[nova][qa][infra] Adding no_timer_check to the kernel command line of our CI images
Hello all, For a while now we've been attempting to track down some infrequent but annoying Tempest test cleanup failures in CI when detaching volumes from an instance. Finally after rewriting part of the Tempest logic controlling the cleanup we've been able to confirm that this is being caused by a kernel panic within the instance at boot time as documented in the following bug: Failure to detach volume during Tempest test cleanup due to APIC related kernel panic within the guest OS https://bugs.launchpad.net/nova/+bug/1939108 This had been previously found in 2014 but at the time a fix was only proposed to Nova that would solve this when using a supplied kernel image: cirros 0.3.1 fails to boot https://bugs.launchpad.net/cirros/+bug/1312199 Use no_timer_check with soft-qemu https://review.opendev.org/c/openstack/nova/+/96090 Most (all?) of our CI currently running with [libvirt]virt_type=qemu uses the full Cirros 0.5.2 image. Does anyone have any suggestions on the best way of modifying the image(s) we use in CI to use the no_timer_check kernel command line arg?
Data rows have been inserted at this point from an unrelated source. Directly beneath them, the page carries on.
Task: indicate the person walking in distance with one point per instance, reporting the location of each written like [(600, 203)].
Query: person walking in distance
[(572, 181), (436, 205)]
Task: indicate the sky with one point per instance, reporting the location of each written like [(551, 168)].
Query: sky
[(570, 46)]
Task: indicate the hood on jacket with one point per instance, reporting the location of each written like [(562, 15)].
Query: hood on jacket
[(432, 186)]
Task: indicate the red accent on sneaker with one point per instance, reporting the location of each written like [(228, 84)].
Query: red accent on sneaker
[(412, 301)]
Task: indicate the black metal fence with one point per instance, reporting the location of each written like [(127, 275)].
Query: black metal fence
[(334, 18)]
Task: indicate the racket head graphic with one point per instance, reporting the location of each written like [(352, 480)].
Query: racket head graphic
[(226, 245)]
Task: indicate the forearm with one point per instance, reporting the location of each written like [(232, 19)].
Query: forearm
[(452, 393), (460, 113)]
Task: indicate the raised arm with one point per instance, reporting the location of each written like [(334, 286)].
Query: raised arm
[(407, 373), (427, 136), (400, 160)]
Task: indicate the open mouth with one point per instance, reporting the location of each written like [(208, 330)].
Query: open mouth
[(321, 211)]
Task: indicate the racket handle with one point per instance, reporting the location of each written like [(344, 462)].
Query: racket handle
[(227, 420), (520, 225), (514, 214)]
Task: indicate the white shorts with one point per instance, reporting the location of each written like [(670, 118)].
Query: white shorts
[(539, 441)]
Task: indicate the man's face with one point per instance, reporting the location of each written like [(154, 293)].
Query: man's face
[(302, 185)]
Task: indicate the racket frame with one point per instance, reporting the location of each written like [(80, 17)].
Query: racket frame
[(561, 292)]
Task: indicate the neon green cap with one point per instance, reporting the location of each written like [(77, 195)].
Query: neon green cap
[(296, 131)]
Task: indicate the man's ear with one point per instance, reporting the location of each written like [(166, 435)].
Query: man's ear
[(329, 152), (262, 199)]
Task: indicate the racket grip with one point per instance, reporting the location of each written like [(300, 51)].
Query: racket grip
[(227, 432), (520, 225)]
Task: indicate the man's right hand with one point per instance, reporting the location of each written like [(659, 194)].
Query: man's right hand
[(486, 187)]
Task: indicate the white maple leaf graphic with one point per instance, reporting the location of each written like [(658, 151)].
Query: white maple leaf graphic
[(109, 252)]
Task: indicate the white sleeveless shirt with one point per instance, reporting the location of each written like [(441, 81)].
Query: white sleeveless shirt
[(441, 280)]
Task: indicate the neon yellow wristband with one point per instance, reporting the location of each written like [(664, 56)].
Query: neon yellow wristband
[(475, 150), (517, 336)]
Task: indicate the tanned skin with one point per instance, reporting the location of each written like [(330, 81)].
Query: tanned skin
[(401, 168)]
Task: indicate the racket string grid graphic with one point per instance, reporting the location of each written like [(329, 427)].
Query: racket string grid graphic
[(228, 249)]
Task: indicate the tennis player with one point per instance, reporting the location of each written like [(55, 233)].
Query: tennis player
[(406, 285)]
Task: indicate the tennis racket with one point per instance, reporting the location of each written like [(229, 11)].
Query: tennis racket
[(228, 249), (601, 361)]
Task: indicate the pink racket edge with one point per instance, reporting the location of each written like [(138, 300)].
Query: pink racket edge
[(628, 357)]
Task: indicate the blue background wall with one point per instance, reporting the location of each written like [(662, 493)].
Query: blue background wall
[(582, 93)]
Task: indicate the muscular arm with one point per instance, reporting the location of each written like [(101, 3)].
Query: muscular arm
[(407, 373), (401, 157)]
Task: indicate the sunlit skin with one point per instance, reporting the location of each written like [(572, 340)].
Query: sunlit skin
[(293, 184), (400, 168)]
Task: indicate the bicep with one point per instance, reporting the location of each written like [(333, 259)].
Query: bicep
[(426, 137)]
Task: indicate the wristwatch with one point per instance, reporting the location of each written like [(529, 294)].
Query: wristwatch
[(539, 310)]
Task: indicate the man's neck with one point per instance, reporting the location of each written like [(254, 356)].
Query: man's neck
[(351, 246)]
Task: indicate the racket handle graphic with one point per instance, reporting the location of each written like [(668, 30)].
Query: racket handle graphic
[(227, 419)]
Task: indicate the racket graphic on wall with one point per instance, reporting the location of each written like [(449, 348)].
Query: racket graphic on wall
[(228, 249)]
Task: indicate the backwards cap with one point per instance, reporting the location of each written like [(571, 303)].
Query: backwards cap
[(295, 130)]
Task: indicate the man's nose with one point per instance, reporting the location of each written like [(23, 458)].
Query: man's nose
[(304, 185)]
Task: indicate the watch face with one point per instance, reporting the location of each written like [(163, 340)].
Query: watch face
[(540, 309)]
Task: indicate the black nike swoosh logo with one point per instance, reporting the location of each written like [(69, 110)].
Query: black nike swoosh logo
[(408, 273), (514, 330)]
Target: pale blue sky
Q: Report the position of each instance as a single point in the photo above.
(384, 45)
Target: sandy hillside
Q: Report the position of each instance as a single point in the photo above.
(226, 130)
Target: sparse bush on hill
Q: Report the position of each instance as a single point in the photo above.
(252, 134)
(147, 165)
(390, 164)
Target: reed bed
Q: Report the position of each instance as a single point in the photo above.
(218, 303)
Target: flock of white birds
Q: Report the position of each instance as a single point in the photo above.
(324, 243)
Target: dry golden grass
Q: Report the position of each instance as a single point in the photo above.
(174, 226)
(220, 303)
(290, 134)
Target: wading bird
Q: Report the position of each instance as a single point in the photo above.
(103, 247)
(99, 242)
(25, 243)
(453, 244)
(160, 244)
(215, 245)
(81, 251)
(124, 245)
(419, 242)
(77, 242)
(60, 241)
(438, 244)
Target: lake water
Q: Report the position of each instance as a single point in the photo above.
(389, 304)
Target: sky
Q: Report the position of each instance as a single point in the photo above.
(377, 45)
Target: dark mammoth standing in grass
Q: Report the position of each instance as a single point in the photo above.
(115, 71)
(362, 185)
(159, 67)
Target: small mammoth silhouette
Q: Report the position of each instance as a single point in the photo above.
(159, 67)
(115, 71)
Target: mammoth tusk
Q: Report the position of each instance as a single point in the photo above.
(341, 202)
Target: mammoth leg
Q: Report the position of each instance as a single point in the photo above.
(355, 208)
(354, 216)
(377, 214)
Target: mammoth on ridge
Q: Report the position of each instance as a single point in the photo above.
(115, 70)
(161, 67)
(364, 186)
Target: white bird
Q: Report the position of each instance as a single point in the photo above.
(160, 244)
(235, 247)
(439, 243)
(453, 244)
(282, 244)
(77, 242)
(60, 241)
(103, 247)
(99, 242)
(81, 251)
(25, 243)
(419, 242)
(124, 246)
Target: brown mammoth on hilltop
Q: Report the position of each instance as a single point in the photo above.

Thanks in advance, -- Lee Yarwood A5D1 9385 88CB 7E5F BE64 6618 BCA6 6E33 F672 2D76
Thanks Lee. it was causing problems for a long time. Thanks, Arkady On Wed, Aug 18, 2021 at 5:09 PM Lee Yarwood <lyarwood@redhat.com> wrote:
Hello all,
For a while now we've been attempting to track down some infrequent but annoying Tempest test cleanup failures in CI when detaching volumes from an instance. Finally after rewriting part of the Tempest logic controlling the cleanup we've been able to confirm that this is being caused by a kernel panic within the instance at boot time as documented in the following bug:
Failure to detach volume during Tempest test cleanup due to APIC related kernel panic within the guest OS https://bugs.launchpad.net/nova/+bug/1939108
This had been previously found in 2014 but at the time a fix was only proposed to Nova that would solve this when using a supplied kernel image:
cirros 0.3.1 fails to boot https://bugs.launchpad.net/cirros/+bug/1312199
Use no_timer_check with soft-qemu https://review.opendev.org/c/openstack/nova/+/96090
Most (all?) of our CI currently running with [libvirt]virt_type=qemu uses the full Cirros 0.5.2 image. Does anyone have any suggestions on the best way of modifying the image(s) we use in CI to use the no_timer_check kernel command line arg?
Thanks in advance,
-- Lee Yarwood A5D1 9385 88CB 7E5F BE64 6618 BCA6 6E33 F672 2D76
-- Arkady Kanevsky, Ph.D. Phone: 972 707-6456 Corporate Phone: 919 729-5744 ext. 8176456
On Wed, Aug 18, 2021, at 2:07 PM, Lee Yarwood wrote:
Hello all,
For a while now we've been attempting to track down some infrequent but annoying Tempest test cleanup failures in CI when detaching volumes from an instance. Finally after rewriting part of the Tempest logic controlling the cleanup we've been able to confirm that this is being caused by a kernel panic within the instance at boot time as documented in the following bug:
Failure to detach volume during Tempest test cleanup due to APIC related kernel panic within the guest OS https://bugs.launchpad.net/nova/+bug/1939108
This had been previously found in 2014 but at the time a fix was only proposed to Nova that would solve this when using a supplied kernel image:
cirros 0.3.1 fails to boot https://bugs.launchpad.net/cirros/+bug/1312199
Use no_timer_check with soft-qemu https://review.opendev.org/c/openstack/nova/+/96090
Most (all?) of our CI currently running with [libvirt]virt_type=qemu uses the full Cirros 0.5.2 image. Does anyone have any suggestions on the best way of modifying the image(s) we use in CI to use the no_timer_check kernel command line arg?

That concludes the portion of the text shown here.